I Found God in Soviet Russia , first published in 1959, is a profoundly moving account of author John Noble's religious epiphany while confined in a brutal Soviet prison following World War II. The book also recounts Noble's harrowing survival of the massive Allied fire-bombing of Dresden, where he and his family took shelter in the cellar of their home (which was partially destroyed during the raid). Following World War II, Noble, along with his father, were arrested in East Germany and held in several prison camps in Germany including the infamous Nazi-era Buchenwald. Noble is eventually transferred to Vorkuta in far northern Russia where he works in a coal mine. Sustained by his faith and devotion to God, Noble recounts his experiences, stories of his captors and fellow inmates, and the deep faith shown by many of the other prisoners. Of special note is a chapter devoted to three nuns who, as punishment for refusing to work, were placed outdoors in sub-zero weather in only lightweight-clothing. Miraculously, the nuns came through the ordeal without frostbite and were thereafter excused from work details. Following an imprisonment of nearly 10 years, Noble was eventually released to the West, and would go on to lecture about his experiences for the remainder of his life.

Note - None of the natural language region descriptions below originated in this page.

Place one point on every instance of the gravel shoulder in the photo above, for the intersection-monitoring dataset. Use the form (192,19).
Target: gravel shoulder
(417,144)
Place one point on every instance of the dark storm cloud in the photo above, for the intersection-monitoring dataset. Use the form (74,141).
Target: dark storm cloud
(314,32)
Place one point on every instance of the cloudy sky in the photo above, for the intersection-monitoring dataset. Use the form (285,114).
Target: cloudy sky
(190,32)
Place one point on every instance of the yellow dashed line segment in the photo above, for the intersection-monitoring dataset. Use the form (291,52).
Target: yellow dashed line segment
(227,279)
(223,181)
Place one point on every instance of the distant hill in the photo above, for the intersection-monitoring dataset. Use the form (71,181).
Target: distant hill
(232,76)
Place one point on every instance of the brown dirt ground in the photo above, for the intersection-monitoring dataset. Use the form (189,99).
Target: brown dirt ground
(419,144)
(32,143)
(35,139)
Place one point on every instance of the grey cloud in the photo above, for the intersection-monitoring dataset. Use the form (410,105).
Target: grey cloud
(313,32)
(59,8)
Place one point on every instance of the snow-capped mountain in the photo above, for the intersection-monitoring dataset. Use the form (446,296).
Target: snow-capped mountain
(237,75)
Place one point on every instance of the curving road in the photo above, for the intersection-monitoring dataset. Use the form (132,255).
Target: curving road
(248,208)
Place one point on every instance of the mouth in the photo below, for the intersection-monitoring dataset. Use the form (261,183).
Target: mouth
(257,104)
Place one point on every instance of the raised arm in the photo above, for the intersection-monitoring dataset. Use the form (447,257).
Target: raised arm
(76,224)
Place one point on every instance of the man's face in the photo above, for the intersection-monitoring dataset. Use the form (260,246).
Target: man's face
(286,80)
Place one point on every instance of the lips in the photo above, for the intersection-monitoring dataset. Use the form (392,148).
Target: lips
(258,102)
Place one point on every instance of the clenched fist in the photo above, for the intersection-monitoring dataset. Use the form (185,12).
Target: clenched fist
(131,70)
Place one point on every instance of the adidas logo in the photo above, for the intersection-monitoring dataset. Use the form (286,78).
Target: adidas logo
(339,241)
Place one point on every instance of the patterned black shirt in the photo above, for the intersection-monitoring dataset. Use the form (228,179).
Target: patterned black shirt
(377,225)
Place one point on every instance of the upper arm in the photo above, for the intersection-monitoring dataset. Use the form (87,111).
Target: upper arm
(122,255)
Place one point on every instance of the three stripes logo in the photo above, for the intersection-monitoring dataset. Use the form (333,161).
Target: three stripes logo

I Found God in Soviet Russia complements the author's other book entitled I Was a Slave in Russia , which details the day-to-day life in the Soviet gulag.
Librarian Note: There is more than one author in the Goodreads database with this name.
John Helmuth Noble was an American citizen that was imprisoned in the Soviet-Union.
Noble was the son of a German-born former missionary and owner of a photo-finishing plant.
The family moved to Germany when Noble's father traded his company for a German photo company.
Noble witnessed the firebombing of Dresden.
After the war the Noble's photo company was disowned by the Soviet authorities and Noble and his father were arrested and detained at former camp Buchenwald.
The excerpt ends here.